Towards_Keeperhood comments on Bounded AI might be viable

Towards_Keeperhood 19 May 2025 12:56 UTC
1 point
0
The short answer to “How is it different from corrigibility?” is something like: here we’re thinking about systems that are not sufficiently powerful for us to need them to be fully corrigible.
There’s both “attempt to get coherent corrigibility” and “try to deploy corrigibility principles and keep it bounded enough to do a pivotal act”. I think the latter approach is the main one MIRI imagines after having failed to find a simple coherent-description/utility-function for corrigibility. (Where here it would e.g. be ideal if the AI needs to only reason very well in a narrow domain without being able to reason well about general-domain problems like how to take over the world, though at our current level of understanding it seems hard to get the first without the second.)

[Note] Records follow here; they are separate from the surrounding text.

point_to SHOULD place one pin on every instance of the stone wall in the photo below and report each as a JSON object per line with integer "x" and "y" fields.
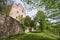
{"x": 9, "y": 26}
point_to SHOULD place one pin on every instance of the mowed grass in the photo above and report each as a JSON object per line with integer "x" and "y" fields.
{"x": 30, "y": 36}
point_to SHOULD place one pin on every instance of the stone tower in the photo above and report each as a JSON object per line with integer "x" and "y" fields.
{"x": 17, "y": 10}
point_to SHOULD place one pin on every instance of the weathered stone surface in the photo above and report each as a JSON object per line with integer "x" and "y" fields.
{"x": 9, "y": 26}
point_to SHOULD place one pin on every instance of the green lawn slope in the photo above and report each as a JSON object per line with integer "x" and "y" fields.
{"x": 30, "y": 36}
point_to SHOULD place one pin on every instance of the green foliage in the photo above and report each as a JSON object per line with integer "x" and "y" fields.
{"x": 31, "y": 36}
{"x": 27, "y": 21}
{"x": 40, "y": 18}
{"x": 4, "y": 8}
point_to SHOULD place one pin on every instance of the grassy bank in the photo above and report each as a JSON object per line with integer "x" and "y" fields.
{"x": 30, "y": 36}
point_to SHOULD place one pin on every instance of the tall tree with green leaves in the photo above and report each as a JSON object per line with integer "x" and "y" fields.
{"x": 4, "y": 8}
{"x": 27, "y": 22}
{"x": 40, "y": 18}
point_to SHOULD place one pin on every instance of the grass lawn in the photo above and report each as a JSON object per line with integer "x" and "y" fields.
{"x": 30, "y": 36}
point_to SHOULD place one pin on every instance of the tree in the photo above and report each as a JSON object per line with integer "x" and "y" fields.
{"x": 40, "y": 18}
{"x": 4, "y": 8}
{"x": 27, "y": 22}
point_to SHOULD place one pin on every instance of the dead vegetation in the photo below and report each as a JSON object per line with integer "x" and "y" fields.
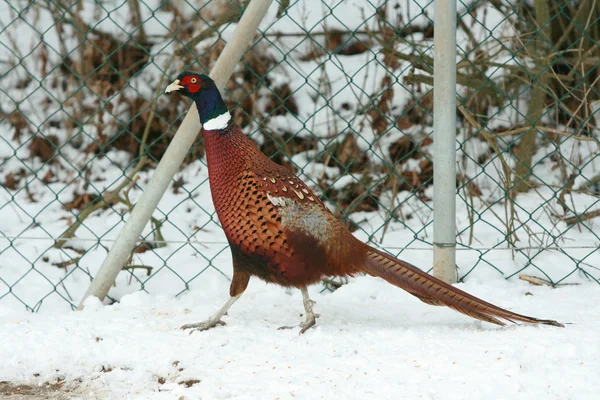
{"x": 100, "y": 71}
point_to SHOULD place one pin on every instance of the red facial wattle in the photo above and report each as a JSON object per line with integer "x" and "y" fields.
{"x": 192, "y": 83}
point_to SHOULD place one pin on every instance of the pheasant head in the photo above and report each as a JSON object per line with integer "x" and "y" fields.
{"x": 213, "y": 112}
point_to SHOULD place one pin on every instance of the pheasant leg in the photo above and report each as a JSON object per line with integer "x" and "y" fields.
{"x": 215, "y": 319}
{"x": 310, "y": 318}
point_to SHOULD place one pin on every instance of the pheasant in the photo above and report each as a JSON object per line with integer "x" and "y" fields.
{"x": 281, "y": 232}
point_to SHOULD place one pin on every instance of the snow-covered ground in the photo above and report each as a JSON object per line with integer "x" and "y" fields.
{"x": 372, "y": 341}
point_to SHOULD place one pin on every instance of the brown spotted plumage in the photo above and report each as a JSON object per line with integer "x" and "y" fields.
{"x": 281, "y": 232}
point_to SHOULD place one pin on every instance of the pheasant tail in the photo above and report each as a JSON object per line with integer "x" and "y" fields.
{"x": 435, "y": 292}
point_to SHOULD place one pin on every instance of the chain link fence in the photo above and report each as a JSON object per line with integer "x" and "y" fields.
{"x": 341, "y": 92}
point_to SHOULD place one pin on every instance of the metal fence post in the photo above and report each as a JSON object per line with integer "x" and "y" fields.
{"x": 444, "y": 141}
{"x": 174, "y": 155}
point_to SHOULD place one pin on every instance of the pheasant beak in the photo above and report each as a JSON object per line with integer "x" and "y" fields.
{"x": 174, "y": 87}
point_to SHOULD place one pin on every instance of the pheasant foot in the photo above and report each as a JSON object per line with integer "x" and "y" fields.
{"x": 310, "y": 317}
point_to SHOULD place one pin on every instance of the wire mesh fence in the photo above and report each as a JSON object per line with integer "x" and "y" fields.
{"x": 340, "y": 92}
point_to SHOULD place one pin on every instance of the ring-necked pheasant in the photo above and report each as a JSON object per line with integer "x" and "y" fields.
{"x": 280, "y": 231}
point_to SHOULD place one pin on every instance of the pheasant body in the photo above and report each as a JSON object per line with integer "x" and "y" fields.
{"x": 278, "y": 229}
{"x": 280, "y": 232}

EDIT: Actually the attempt to get coherent corrigibility also was aimed at bounded AI doing a pivotal act. But people were trying to formulate utility functions so that the AI can have a coherent shape which doesn’t obviously break once large amounts of optimization power are applied (where decently large amounts are needed for doing a pivotal act.)
And I’d count “training for corrigible behavior/thought patterns in the hopes that the underlying optimization isn’t powerful enough to break those patterns” also into that bucket, though yeah about that MIRI doesn’t talk that much.
- JustinShovelain 20 May 2025 8:24 UTC
  2 points
  0
  Parent
  About getting coherent corrigibility, my and Joar’s post on Updating Utility Functions, makes some progress on a soft form of corrigibility.